Kunpeng Ruan#, Xiao Zhong#, Xuetao Shi*, Jinjin Dang and Junwei Gu*. Liquid crystal epoxy resins with high intrinsic thermal conductivities and their composites: A mini-review. Materials Today Physics, 2021, 20: 100456.  2019IF=10.443.（1区材料科学Top期刊）

https://doi.org/10.1016/j.mtphys.2021.100456

Abstract

Owing to the excellent mechanical properties and thermal stability, outstanding electrical insulation and chemical resistance, as well as easy processing and low cost, epoxy resins are widely used in electronics and electrical fields. However, the intrinsic thermal conductivity coefficients (λ) of the traditional epoxy resins are low, which is far from being able to meet the high thermal conduction/dissipation requirements of high-power electrical equipment or electronic components. By designing and changing the structures of molecules and chain links to obtain special physical structures (such as orientation structure, liquid crystal structure and crystalline structure, etc.), the high intrinsic λ of epoxy resins can be achieved. This paper reviews the classification, preparation methods, research progresses and thermal conduction mechanisms of intrinsically thermally conductive liquid crystal epoxy resins. The research progresses and academic achievements of existing intrinsically thermally conductive liquid crystal epoxy resins and their composites are focused on, and the influencing factors on the intrinsic thermal conductivities of liquid crystal epoxy resins are discussed. Finally, the development trends and prospects of intrinsically thermally conductive liquid crystal epoxy resins and their composites are pointed out.
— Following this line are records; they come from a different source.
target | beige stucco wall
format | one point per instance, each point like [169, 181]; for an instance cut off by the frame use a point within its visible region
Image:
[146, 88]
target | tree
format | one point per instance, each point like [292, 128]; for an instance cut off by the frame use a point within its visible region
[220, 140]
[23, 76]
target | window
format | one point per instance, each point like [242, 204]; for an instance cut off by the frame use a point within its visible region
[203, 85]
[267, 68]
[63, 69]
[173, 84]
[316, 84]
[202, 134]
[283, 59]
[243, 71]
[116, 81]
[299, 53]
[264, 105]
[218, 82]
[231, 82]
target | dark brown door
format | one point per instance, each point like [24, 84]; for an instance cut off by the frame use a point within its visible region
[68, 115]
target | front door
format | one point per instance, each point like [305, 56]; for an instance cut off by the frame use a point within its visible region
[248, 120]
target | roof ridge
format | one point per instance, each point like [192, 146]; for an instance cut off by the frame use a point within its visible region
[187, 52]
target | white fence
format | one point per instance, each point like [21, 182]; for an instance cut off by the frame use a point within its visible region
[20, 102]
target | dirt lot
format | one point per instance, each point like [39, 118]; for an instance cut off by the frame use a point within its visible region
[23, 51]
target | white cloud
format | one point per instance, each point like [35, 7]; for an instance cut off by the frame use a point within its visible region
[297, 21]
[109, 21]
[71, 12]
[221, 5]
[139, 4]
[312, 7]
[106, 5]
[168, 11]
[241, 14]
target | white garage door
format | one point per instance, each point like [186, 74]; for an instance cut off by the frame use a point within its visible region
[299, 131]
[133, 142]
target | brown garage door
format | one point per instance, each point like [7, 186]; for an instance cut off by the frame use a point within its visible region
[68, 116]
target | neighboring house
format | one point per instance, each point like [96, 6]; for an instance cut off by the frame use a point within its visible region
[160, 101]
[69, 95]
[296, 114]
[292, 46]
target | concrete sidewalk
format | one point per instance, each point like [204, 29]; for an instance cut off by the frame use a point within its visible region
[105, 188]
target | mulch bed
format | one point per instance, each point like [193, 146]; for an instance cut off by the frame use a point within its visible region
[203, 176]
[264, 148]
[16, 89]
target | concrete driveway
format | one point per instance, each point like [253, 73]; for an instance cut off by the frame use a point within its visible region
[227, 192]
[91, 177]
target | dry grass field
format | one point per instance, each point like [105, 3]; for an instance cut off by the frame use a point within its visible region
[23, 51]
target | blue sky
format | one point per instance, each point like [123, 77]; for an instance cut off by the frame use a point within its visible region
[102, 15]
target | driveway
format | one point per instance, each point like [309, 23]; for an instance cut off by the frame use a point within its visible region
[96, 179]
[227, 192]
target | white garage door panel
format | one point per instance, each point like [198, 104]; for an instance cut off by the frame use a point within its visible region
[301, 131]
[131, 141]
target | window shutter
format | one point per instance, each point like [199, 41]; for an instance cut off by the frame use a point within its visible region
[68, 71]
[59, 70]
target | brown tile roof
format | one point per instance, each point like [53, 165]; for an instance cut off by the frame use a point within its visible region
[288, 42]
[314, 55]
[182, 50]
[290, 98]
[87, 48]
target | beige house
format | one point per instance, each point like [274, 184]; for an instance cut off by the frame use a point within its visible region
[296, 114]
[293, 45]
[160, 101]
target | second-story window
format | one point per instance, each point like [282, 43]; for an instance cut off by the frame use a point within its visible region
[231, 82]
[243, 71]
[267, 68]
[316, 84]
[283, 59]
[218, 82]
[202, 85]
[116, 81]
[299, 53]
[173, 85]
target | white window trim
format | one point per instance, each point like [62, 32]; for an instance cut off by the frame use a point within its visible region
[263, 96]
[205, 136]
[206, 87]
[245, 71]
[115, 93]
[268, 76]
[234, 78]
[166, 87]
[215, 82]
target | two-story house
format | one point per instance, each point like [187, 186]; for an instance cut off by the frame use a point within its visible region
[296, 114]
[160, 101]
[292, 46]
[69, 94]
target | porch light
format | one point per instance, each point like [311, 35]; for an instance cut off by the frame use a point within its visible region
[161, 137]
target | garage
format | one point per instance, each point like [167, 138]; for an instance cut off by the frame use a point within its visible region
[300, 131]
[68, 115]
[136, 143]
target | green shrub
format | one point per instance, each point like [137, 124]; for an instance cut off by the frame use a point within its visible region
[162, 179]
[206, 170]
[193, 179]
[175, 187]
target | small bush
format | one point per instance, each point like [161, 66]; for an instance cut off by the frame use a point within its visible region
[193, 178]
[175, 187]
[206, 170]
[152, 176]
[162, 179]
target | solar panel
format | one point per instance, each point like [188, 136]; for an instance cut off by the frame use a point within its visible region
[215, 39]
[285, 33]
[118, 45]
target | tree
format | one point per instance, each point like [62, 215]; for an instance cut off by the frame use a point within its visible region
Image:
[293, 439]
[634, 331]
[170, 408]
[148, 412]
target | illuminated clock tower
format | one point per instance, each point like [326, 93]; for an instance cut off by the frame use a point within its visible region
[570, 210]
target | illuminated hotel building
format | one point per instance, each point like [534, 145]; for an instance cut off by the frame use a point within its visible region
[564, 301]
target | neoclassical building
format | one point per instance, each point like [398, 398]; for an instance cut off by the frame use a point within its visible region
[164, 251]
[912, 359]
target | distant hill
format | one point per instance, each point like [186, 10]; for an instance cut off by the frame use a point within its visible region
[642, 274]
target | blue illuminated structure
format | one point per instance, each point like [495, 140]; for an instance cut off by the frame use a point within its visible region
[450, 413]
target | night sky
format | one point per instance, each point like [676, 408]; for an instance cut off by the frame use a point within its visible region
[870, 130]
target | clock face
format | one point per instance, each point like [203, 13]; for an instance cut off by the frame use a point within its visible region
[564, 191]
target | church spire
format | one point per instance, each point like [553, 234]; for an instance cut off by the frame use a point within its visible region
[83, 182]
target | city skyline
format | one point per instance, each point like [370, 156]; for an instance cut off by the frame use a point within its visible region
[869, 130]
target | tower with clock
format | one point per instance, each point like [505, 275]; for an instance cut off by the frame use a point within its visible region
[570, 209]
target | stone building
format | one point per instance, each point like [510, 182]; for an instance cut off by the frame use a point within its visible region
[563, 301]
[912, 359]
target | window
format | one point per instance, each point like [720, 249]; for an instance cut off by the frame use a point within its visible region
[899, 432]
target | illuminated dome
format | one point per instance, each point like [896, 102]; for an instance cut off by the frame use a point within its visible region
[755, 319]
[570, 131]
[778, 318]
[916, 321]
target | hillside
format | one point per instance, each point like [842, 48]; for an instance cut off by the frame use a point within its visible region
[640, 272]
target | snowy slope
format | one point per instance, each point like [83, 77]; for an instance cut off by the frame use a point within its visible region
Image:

环氧树脂由于具有优异的力学性能和热稳定性、突出的电气绝缘性和耐化学腐蚀性，以及易成型加工和低成本等优点，广泛应用于电子、电气和电机等领域。然而，传统环氧树脂基体的本征导热系数（λ）低，远不能满足高功率电气设备或电子元器件的高导/散热需求。通过设计和改变分子和链节的结构来获得特殊的物理结构（如取向结构、液晶和结晶结构等），可以实现环氧树脂的本征高导热性能。本文就本征型导热液晶环氧树脂的分类、制备方法、研究进展和导热机理进行了综述，重点讨论了现有本征高导热液晶环氧树脂及其复合材料的研究进展与学术成果，以及液晶环氧树脂本征导热性能的影响因素，最后指出本征型导热液晶环氧树脂基体及其复合材料的发展趋势和应用前景。